For these three reasons, as good, if not better than three hundred, to be valued only by their number, do I express, as one of the Irish people, my fixed abhorrence, and my instinctive antipathy, against this legislative and incorporating Union, that takes away the body, as well as soul of the Irish people. As to the mercantile effects of the measure, were I competent to the discussion of the little question, I should disdain to meddle with it. Wo to the man, and to the million, who are willing, or are able to calculate the profit or the loss resulting from the sale of their country! The man must have the heart of a huxter, and the million must be destined to wander, like Jews, over the earth, without the honour or happiness of a home. But it is contrary to the nature of things, and to human nature, that either capital or speculation should ever fix their choice upon a land where there was no political liberty, and, of consequence, no personal security; where virtue, talent, and property had expatriated; where all the regular distinctions of rank in society had resolved into mob, or military; and where the compelling power had drawn every thing of use or ornament in the country, to the central point of the empire.

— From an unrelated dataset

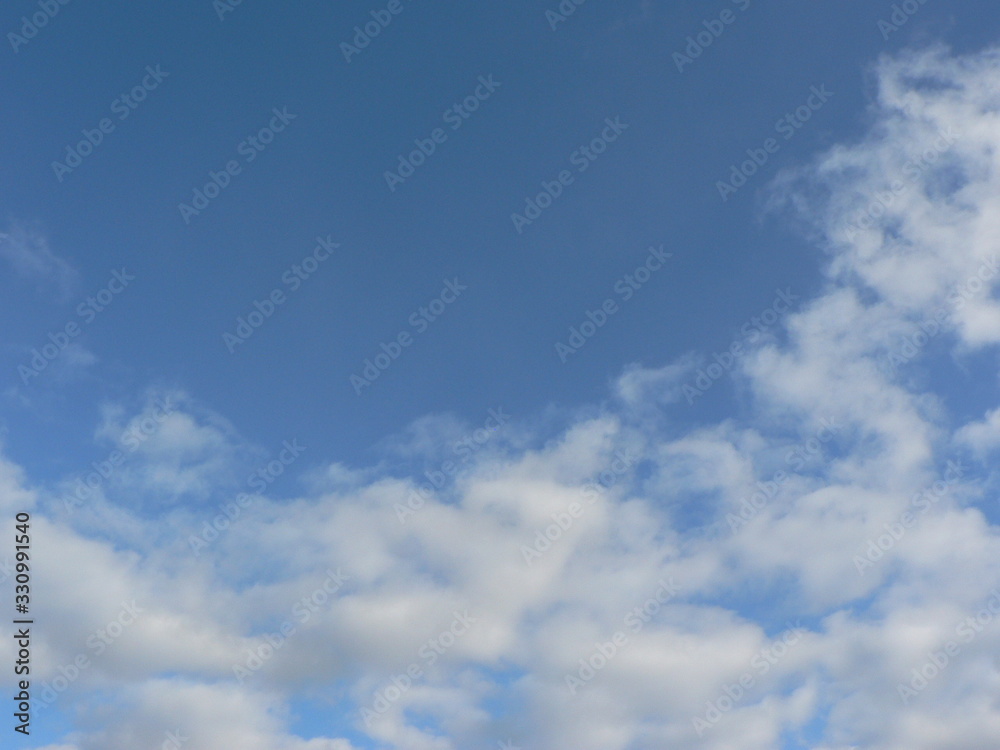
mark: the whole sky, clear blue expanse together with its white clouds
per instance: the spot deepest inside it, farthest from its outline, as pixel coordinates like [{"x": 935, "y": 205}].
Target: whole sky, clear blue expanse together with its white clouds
[{"x": 351, "y": 266}]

It has been said, and well said, that men become slaves from not knowing how to pronounce the monosyllable, No. Against this disastrous and most unrighteous measure, with my whole soul and strength do I utter it--NO! And if, from ignorance, from pique, from apathy, from infatuation, or from corruption, my countrymen become accessary to the destruction of their own liberties, and their country’s character, and do not reiterate, without ceasing, the same unqualified negative, then adieu to IRELAND--to the mercy and justice of God is she left, and to the hearts and hands of Posterity!

WILLIAM DRENNAN.

Dublin, Marlborough-street, Jan. 6, 1800.